Parents' bill of rights initiative moves ahead in Washington State Legislature

Legislation requires a range of school materials – textbooks, curriculum and a child's medical records – to be easily reviewable by parents.

A "parents' bill of rights" initiative to the Legislature passed out from two legislative committees in Olympia on Friday morning.

Initiative 2081 would require a range of school materials – textbooks, curriculum and a child's medical records – to be easily available for review by parents.

Sen. Brad Hawkins, R-Wenatchee, is the ranking minority member on the Senate Early Learning & K-12 Committee. He opened the executive session by thanking committee Chair Sen. Lisa Wellman, D-Mercer Island, for her willingness to hold a Wednesday public hearing before his committee and the House Education Committee.

“I know we didn’t have all the time we would have wanted but we covered a lot of ground in the one hour and it was very structured and fair, and for the most part, everybody who had an opportunity to comment on the initiative got a chance to do that, so I want to compliment you.”

Many of those who hoped to testify did not get a chance to do so, expressing disappointment that much of the first half of the hearing was taken up by staff briefings and questions from Democratic majority lawmakers, leaving little time for public input.

Sen. Jamie Pederson, D-Seattle, voiced concerns about the I-2081 but said he would be voting yes to move it forward, noting his main concerns were about youth who may have difficult relationships with their parents.

“Whether that’s around the right of a young woman to seek reproductive healthcare, which is guaranteed in our state at any age, or the right of youth to seek access to mental health counseling, which is also guaranteed at age 13 or 14 without any parental involvement, I wanted to make sure those rights were not affected by this," he said.

Pederson said he’ll be watching to ensure the initiative does not erode current law.

“We have heard significant concerns about how this might be used, and we’ve heard from OSPI [Office of the State Superintendent of Public Instruction] and school boards that they are intending to give guidance to districts that is basically the same as existing law," he said. "It’s just organized a little bit differently, and it’s not to be read broadly to trample on other rights that have been established in statute.”

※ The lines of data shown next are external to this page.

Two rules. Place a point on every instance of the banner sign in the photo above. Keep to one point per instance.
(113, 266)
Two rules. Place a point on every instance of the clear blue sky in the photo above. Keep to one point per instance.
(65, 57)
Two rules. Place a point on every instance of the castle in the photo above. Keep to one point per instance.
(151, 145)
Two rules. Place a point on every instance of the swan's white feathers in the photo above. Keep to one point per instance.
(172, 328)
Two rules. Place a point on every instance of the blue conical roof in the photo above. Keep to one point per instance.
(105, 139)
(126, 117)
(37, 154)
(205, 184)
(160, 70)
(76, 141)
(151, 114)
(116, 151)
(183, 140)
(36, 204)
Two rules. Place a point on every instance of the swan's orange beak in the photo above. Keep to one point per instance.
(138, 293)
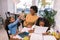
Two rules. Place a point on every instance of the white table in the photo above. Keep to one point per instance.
(41, 37)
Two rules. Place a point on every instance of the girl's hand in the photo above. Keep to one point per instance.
(19, 17)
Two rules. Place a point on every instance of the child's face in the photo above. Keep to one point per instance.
(29, 26)
(41, 23)
(12, 19)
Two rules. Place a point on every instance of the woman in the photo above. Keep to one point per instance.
(32, 17)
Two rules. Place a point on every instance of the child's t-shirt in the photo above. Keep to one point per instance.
(25, 29)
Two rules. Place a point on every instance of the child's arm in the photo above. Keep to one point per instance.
(15, 23)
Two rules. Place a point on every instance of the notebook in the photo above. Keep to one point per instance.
(40, 30)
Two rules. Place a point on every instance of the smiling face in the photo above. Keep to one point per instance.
(32, 11)
(41, 23)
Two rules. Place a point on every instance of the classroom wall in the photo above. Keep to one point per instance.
(6, 5)
(57, 16)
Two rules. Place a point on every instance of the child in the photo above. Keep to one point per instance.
(12, 25)
(26, 30)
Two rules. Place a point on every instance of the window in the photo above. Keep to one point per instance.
(24, 5)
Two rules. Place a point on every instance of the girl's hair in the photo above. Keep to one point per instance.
(35, 8)
(7, 22)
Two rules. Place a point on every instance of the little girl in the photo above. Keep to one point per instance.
(26, 30)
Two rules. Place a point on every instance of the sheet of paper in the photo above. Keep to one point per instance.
(40, 30)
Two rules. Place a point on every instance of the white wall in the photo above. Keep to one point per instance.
(57, 17)
(6, 5)
(10, 6)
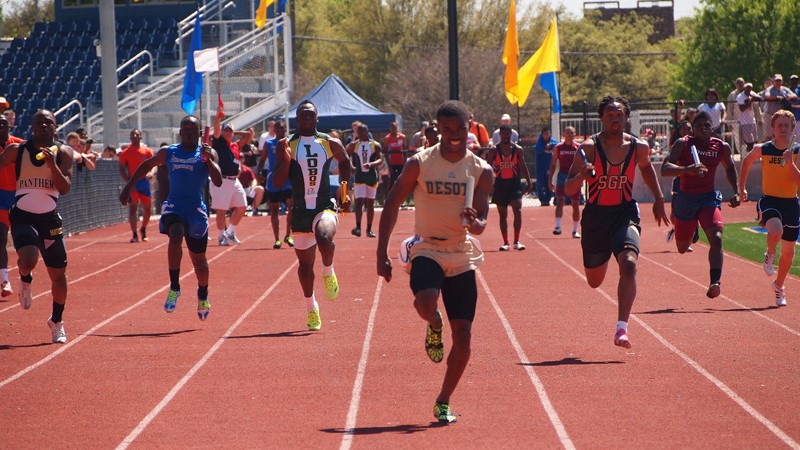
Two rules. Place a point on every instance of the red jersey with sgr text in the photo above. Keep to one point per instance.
(566, 153)
(506, 167)
(710, 154)
(613, 183)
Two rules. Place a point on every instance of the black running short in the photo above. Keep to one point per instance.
(459, 293)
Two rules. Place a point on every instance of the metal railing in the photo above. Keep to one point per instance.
(250, 66)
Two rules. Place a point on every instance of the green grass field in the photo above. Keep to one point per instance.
(739, 238)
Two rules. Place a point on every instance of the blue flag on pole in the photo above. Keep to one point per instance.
(193, 82)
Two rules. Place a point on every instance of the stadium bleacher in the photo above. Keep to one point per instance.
(58, 63)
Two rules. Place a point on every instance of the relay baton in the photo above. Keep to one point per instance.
(206, 131)
(40, 155)
(593, 173)
(695, 156)
(344, 196)
(468, 195)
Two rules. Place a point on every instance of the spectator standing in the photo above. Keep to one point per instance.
(715, 110)
(732, 113)
(231, 193)
(544, 157)
(36, 226)
(505, 119)
(479, 130)
(776, 97)
(748, 131)
(564, 153)
(795, 105)
(8, 185)
(129, 160)
(276, 194)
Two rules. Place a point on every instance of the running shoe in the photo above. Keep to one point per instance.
(203, 308)
(25, 295)
(443, 413)
(713, 290)
(57, 329)
(780, 294)
(172, 300)
(313, 321)
(433, 342)
(621, 339)
(769, 264)
(232, 238)
(331, 286)
(5, 289)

Parents and other groups that signed in to testify in support of the initiative told The Center Square their concerns are not so much about access to curriculum, but ensuring schools aren’t having conversations about sexual identity and gender issues without their knowledge, or keeping critical information about their children secret from them.

One of those who testified Wednesday during the public hearing on I-2081 was Jennifer Heine-Withee with the Family Policy Institute.

She listed stories of parents who felt their wishes were being ignored by teachers and school districts across the state, including children being taught about race, gender pronouns and sexuality.

As the committee proceedings concluded, Sen. Claire Wilson, D-Federal Way, said she did have concerns, adding Democrats would be keeping a close eye on how the initiative, if passed by the Legislature, is implemented.

“So we can be sure that we come back immediately should there be interpretation by districts that does bring harm to students because that’s not what we should be doing," she explained.

Wilson sponsored controversial legislation last year that allows homeless youth shelters to avoid notifying parents of runaway children in cases where juveniles are seeking "gender affirming treatment" or "reproductive health services."

The committee ultimately voted to move I-2081 forward with a "do-pass" recommendation, and sent the measure on to the Rules Committee.

Later Friday morning, I-2081 was moved out of executive session in the House Education Committee with a "do-pass" recommendation.